New Study Uncovers Microbial Life Strategies

New Study Uncovers Microbial Life Strategies

Feast or Famine:  Flathead Lake Biological Station Director Helps Shed Light on Evolution of Life Strategies for Microbes

Recently, the University of Montana’s Flathead Lake Biological Station Director Jim Elser joined scientists from the J. Craig Venter Institute (JCVI), Arizona State University (ASU), United States Department of Agriculture (USDA), and Universidad Nacional Autónoma de México to conduct a study aimed at discovering how fundamental features of an organism’s genome drive trade-offs in the ability to persist in a nutrient-poor environment versus the ability take advantage of nutrient pulses.

In other words, they were looking to uncover the way organisms evolve here on Earth to cope with “feast or famine” scenarios and determine how this might help understand possibilities for life on other worlds.

“This study is unique and powerful,” said Elser, a senior author on the study. “It takes ideas from the ecological study of large organisms and applies them to microbial communities in a whole-ecosystem experiment. By doing so, we were able, perhaps for the first time, to identify and confirm that there are fundamental genome-wide traits associated with systematic microbial responses to ecosystem nutrient status, without regard to the species identity of those microbes.”

The study was conducted in a shallow pond located in the Cuatro Ciénegas Basin of Mexico—an area so poor in nutrients that many of its ecosystems are dominated by microorganisms descended from ancient marine ancestry.

This absence of nutrients, combined with the microorganisms at play, made the Cuatro Ciénegas Basin an ideal choice for researchers looking to study and understand how life may have existed on other planets in our solar system. In fact, researchers believe that the ecosystems that exist in this region may be similar to ecosystems from early Earth and, potentially, the past environments of Mars as that planet lost its surface water.
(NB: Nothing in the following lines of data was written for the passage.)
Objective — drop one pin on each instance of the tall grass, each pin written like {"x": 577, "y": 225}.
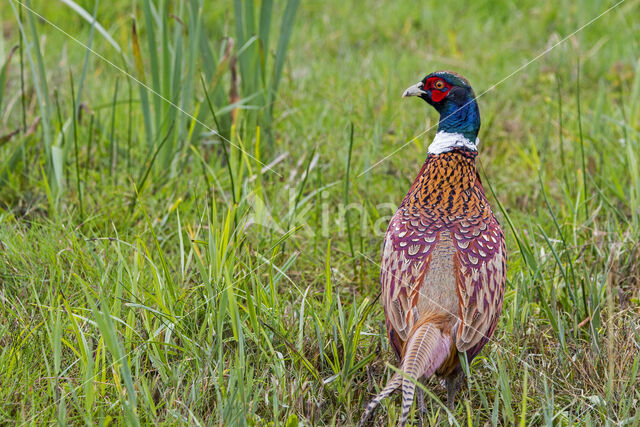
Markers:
{"x": 185, "y": 237}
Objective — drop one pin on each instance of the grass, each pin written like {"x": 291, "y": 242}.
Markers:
{"x": 187, "y": 235}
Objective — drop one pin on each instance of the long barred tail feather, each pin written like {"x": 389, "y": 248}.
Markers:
{"x": 426, "y": 349}
{"x": 392, "y": 385}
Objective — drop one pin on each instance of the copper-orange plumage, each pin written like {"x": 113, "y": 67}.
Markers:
{"x": 443, "y": 267}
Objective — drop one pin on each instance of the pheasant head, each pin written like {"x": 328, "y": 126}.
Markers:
{"x": 451, "y": 95}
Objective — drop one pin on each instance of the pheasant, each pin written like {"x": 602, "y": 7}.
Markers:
{"x": 443, "y": 267}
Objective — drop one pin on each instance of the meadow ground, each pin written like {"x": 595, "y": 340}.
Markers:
{"x": 191, "y": 215}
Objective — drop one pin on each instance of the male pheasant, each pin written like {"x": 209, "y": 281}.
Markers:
{"x": 443, "y": 266}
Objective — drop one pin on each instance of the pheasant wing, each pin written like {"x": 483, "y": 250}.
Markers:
{"x": 406, "y": 256}
{"x": 480, "y": 265}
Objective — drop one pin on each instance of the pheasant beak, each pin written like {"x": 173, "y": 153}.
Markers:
{"x": 415, "y": 90}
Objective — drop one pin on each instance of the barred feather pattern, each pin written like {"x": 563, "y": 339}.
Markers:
{"x": 425, "y": 352}
{"x": 443, "y": 255}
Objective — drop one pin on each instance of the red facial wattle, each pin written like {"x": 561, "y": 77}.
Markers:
{"x": 437, "y": 95}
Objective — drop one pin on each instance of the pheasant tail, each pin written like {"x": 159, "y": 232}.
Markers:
{"x": 427, "y": 347}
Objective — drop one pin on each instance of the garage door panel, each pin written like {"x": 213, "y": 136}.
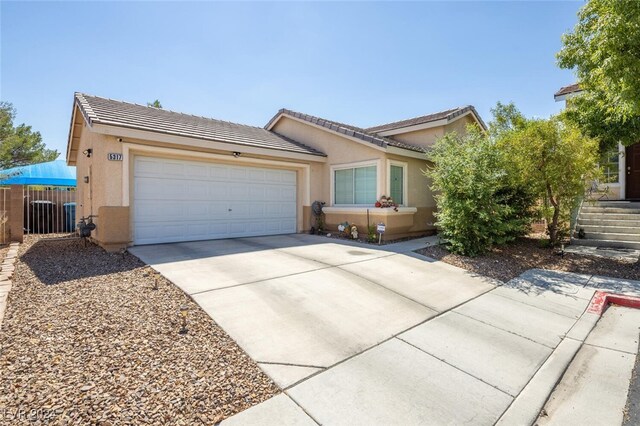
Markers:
{"x": 199, "y": 201}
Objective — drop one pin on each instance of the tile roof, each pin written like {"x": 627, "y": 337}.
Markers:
{"x": 123, "y": 114}
{"x": 572, "y": 88}
{"x": 442, "y": 115}
{"x": 348, "y": 130}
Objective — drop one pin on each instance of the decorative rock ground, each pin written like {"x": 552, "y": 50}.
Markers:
{"x": 87, "y": 340}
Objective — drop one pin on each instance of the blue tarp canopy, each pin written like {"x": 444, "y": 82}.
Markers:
{"x": 53, "y": 173}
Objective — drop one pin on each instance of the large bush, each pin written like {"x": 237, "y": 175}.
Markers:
{"x": 557, "y": 162}
{"x": 479, "y": 206}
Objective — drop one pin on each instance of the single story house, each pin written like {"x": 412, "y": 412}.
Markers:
{"x": 620, "y": 166}
{"x": 149, "y": 175}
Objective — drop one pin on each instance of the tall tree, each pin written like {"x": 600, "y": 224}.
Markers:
{"x": 604, "y": 49}
{"x": 19, "y": 145}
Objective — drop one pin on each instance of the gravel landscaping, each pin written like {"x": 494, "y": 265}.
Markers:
{"x": 507, "y": 262}
{"x": 87, "y": 340}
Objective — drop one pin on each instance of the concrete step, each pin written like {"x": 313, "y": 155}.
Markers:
{"x": 617, "y": 204}
{"x": 606, "y": 243}
{"x": 610, "y": 229}
{"x": 609, "y": 215}
{"x": 599, "y": 221}
{"x": 596, "y": 209}
{"x": 611, "y": 236}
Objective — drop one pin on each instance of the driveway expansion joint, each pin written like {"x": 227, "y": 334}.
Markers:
{"x": 508, "y": 331}
{"x": 456, "y": 367}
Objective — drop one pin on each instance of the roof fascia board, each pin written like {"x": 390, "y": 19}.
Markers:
{"x": 125, "y": 132}
{"x": 71, "y": 158}
{"x": 414, "y": 128}
{"x": 430, "y": 125}
{"x": 351, "y": 138}
{"x": 406, "y": 152}
{"x": 72, "y": 126}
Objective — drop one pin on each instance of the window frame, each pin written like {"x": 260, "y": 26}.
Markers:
{"x": 615, "y": 171}
{"x": 356, "y": 165}
{"x": 405, "y": 168}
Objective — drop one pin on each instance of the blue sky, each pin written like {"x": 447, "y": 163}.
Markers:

From a physiological standpoint, microorganisms are incredibly diverse. They possess vastly different genomic features and mechanisms that they use for to persist and reproduce.  These features form their life strategies and determine to some extent their population dynamics and distributions in the environment.

 

The Lagunitas Pond, where the study took place, is located in the Cuatro Ciénegas Basin of Mexico.

 

Going in, the researchers hypothesized that microorganisms found in low-nutrient environments would, out of necessity, rely on low-resource strategies for the replication of their DNA, transcription of RNA, and translation of protein. The successful microorganisms of high-nutrient environments, on the other hand, are those that use resource-intensive strategies.

Engaging in one of the first ever whole-ecosystem experiments involving replicated metagenomic assessments, Elser and his fellow researchers began by installing mesocosms, or miniature ecosystems, to create a control group. They then added a solution rich in nitrogen and phosphorus—the main ingredients of fertilizers—to the pond itself and observed how that nutrient-rich feast affected the pond’s microbial community.

For the next 32 days, the researchers conducted field monitoring, collected samples, and analyzed water chemistry. Whole mixed microbial communities from both fertilized and unfertilized conditions were collected and examined to determine how they changed in response to the additional nutrients, focusing on the ability of the microorganisms to process biochemical information within their cells.

Ultimately, in a paper published in the journal eLIFE, the scientists reported that their hypothesis had been correct: A suite of genomic traits affecting the rates and costs of biochemical information processing were responsible for which species did best under the experimental “feast” that they applied.

This means that, no matter where they are located or which particular taxa are involved, microorganisms have to have information-processing machinery that is fine-tuned to the key resources provided to them from their surrounding environment

To put it another way: There are rules of life of “feast and famine” that should be generally applicable to life on Earth and, just maybe, beyond.